Der Reiz des Neuen ist vorbei
Trotzdem: Ist es nicht völlig normal, dass der Hype mit der Zeit nachlässt? Die gesteigerten Erwartungen münden in Enttäuschung, die «hippe» Technologie wird zum Mainstream. Mir kommt es fast vor, als sei es der neuste Hype, den Tod von Facebook zu verkünden. Die Stichwort-Kombination «Tired of Facebook» erreicht auf Google bereits 300’000 Treffer, die ersten Einträge datieren von 2007. Web 2.0 durchläuft gerade eine Phase der Desillusionierung, wie auch die Marktforscher von Gartner in ihrem Hype-Cycle feststellen. Und was kommt danach?
Der lange Weg zum «Plateau der Produktivität»

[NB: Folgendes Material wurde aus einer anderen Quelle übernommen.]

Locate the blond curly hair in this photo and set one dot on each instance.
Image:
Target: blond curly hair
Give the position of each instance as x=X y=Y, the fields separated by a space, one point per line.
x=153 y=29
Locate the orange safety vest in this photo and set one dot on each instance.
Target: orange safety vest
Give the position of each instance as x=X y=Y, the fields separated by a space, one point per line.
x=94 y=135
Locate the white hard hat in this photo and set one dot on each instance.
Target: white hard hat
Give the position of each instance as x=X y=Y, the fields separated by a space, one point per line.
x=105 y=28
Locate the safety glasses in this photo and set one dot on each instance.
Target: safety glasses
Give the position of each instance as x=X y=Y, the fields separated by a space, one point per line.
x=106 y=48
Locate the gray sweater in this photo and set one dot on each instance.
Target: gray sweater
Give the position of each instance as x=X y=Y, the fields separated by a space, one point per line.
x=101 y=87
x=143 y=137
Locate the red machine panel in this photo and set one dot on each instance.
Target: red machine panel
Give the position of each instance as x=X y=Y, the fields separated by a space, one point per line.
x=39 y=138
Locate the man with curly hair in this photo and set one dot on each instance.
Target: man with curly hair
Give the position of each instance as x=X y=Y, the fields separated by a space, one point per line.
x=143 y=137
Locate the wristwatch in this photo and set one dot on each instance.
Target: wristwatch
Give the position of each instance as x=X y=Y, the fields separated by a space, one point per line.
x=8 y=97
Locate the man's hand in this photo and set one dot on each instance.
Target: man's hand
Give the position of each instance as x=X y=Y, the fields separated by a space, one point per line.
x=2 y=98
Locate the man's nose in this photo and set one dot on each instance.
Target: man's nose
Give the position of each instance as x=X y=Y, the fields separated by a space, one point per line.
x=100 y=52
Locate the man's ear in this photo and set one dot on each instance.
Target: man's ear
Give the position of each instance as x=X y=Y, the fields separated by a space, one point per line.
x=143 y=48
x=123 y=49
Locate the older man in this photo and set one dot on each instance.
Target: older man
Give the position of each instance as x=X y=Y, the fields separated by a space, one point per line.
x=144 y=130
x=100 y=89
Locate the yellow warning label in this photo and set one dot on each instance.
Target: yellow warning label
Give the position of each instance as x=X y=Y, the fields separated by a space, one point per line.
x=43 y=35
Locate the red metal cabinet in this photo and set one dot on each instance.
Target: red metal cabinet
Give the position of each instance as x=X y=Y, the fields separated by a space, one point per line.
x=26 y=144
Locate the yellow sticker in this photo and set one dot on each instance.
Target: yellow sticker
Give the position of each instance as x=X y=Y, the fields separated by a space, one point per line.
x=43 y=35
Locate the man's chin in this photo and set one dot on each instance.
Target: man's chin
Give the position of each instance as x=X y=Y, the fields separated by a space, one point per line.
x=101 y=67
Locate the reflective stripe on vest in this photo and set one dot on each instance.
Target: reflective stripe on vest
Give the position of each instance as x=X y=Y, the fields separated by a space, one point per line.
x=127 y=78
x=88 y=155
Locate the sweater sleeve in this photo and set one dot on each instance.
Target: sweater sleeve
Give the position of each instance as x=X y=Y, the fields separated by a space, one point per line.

Der Hype-Cycle von Gartner bewertet regelmässig die IT-Trends. Im Trend 2009 sind zum Beispiel Cloud Computing, E-Books und Internet-TV. Social Software und Microblogging haben gemäss Gartner den Zenit bereits überschritten. Gartner geht dabei von einem gleich bleibenden Zyklus aus, den neue Technologien durchlaufen. Auf den Hype folgt die Ernüchterung, und langsam wird erkannt, wo eine neue Technologie realistisch einsetzbar ist. In der nächsten Phase wird die Technologie zunehmend eingesetzt, bis sie zuletzt zum Alltag gehört und die Produktivität steigert. Gartner bezeichnet die Phasen des Hype-Cycle als «Technology Trigger», «Peak of Inflated Expectations», «Through Disillusionment», «Slope of Enlightment» und «Plateau of Productivity». Unterschiedlich ist lediglich die Zeitspanne, die die Technologien in den einzelnen Phasen verbringen. Die Studie ist bei Gartner nicht frei zugänglich; eine Zusammenfassung gibt computerwoche.de.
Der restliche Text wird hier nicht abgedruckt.